Sunday, October 18, 2020

NewFest Spotlight: Welcome to the USA

I’m delighted to be covering a number of selections from the 32nd Annual New York LGBTQ+ Film Festival, NewFest. The festival runs October 16th-27th, 2020, and films are available to watch anywhere in the United States during that time.

Welcome to the USA
Directed by Assel Aushakimova
Ticket Information

Leaving one’s home for a place that is allegedly better is not an easy process. There is no guarantee that things will indeed be quite as formidable as they have been made out to be, and moving also means a departure from what is normal and familiar. Even if what has become standard is painful and problematic, there are still elements that will be absent from a person’s new life and which, no matter how hard they try, they may never be able to get back. Taking that step assumes a risk that the end will not necessarily be worth the means.

Aliya (Saltanat Nauruz) is elated to discover that she has won the Green Card lottery and the chance to move to the fabled United States of America. As a lesbian who is not religious, Aliya must keep much of her lifestyle in Kazakhstan a secret. Yet as she prepares for her likely departure, she realizes that she enjoys a relatively comfortable existence filled with great friends and numerous romantic partners. She also examines her fortunes in comparison to those of her sister, whose husband has found a second wife and fails to recognize – or care about – the impact it has had on her feelings of self-worth and happiness.

Opening with this film with Aliya receiving her good news is an interesting narrative choice, one that finds her struggling to verbalize the life-changing information she has learned to anyone close to her and contemplating whether it’s a step she should really take. As she hears radio pronouncements of the glory of the communist Kazakh president and digests her brother-in-law’s opinion of her as parroted by her niece, Aliya sees the appeal of living in a free country. But she realizes that starting over won’t help to fix her own commitment issues, and that she will be leaving behind people that she loves and who she may need just as much as they need her.

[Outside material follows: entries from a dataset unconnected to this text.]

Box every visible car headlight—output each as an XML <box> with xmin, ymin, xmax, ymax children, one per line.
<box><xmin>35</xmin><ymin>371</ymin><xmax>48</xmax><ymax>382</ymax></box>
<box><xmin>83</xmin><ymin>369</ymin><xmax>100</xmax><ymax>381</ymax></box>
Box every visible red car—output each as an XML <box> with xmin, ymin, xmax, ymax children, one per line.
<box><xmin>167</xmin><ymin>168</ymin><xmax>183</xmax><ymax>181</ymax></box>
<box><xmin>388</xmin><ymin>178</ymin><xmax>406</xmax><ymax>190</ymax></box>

Nauruz seems very comfortable in Aliya’s skin, expressing herself through simple pleasures in her own home or smoking in public. She understands how she must live her life but also refuses to conform to what is expected of her, even by her mother or her sister. This feature film debut from writer-director Assel Aushakimova is a sensitive, engrossing drama that engages with complex concepts and the contradictory elements of the life she leads and the one she might soon have. It feels honest and enlivening at the same time, a narrow window into a foreign country where America truly is a dream may will likely never see.